Regarding the interaction between mysql and hadoop data, and the hadoop folder design, concerning the interaction between mysql and hadoop data, and hadoop folder design, mysql is currently distinguished by region and business district, assuming that the region where the mysql database is read is located, I communicated with the leaders yesterday according to the region division. the leaders said that the click-through rate is not a necessary condition, and the region division is the focus, followed by persuasion from various aspects, so they had to distinguish by region, the key is that if the town area distinguishes data and products, there are more than 6 K regions throughout the country. The number of such hdfs folders does not crash. I still feel that there are many latitude and condition queries, I shouted another sentence above, not necessarily using hadoop... design the mysqlhadoop database
About mysql and hadoop data interaction, and hadoop folder design
About mysql and hadoop data interaction, and hadoop folder design
Currently, mysql is differentiated by region and commercial district. assume that the region where the mysql database is read is divided by region.

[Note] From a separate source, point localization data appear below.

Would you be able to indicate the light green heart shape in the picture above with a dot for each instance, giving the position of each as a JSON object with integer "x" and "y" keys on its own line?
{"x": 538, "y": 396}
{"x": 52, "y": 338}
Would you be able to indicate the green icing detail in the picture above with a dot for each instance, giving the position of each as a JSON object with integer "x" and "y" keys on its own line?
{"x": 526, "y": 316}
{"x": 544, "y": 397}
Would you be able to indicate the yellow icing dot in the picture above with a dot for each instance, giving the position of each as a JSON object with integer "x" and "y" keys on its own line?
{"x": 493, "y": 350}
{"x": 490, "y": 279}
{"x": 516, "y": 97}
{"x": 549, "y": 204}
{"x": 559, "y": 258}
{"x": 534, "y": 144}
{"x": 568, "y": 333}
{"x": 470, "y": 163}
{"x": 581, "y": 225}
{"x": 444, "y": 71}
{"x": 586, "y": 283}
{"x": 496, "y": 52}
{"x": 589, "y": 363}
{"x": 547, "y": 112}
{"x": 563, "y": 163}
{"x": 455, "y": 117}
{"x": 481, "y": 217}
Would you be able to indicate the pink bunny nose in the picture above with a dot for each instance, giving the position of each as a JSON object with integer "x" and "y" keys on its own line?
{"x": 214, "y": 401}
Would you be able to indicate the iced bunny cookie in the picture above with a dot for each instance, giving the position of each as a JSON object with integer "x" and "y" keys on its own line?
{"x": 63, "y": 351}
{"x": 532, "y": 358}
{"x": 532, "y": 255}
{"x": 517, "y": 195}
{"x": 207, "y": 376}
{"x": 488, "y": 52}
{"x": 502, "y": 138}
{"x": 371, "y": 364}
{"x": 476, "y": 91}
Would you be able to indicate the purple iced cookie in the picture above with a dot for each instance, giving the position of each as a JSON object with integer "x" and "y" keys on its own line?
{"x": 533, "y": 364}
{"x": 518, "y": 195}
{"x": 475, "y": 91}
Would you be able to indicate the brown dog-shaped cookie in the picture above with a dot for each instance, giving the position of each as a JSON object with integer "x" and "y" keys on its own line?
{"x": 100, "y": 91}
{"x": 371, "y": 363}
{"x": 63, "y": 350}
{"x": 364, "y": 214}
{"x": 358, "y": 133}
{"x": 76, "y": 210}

I communicated with the leaders yesterday. The leaders said that the click-through rate is not a necessary condition, and the regional division is the focus, followed by persuasion from various aspects, so they had to distinguish the region. The key is that the town area distinguishes data from products, there are more than 6 K regions in China,
The number of hdfs folders is not very bad,
There are still a lot of latitude and condition queries in the end. I shouted at the top, not necessarily using hadoop. What advantages does hadoop give play to? mysql multi-condition query is convenient. please make good use of this solution, then I was confused, and my heart was tangled and depressed. Mahout has made some achievements recently, and found that the standalone version is also quite good (with a small amount of data). SouFun is searched, and so many houses in Beijing are for sale in 519,059, so there is no need to use hadoop, I feel that if I only analyze 519,059 data records separately,
If you have a good blog and resources, please provide url connection. thank you.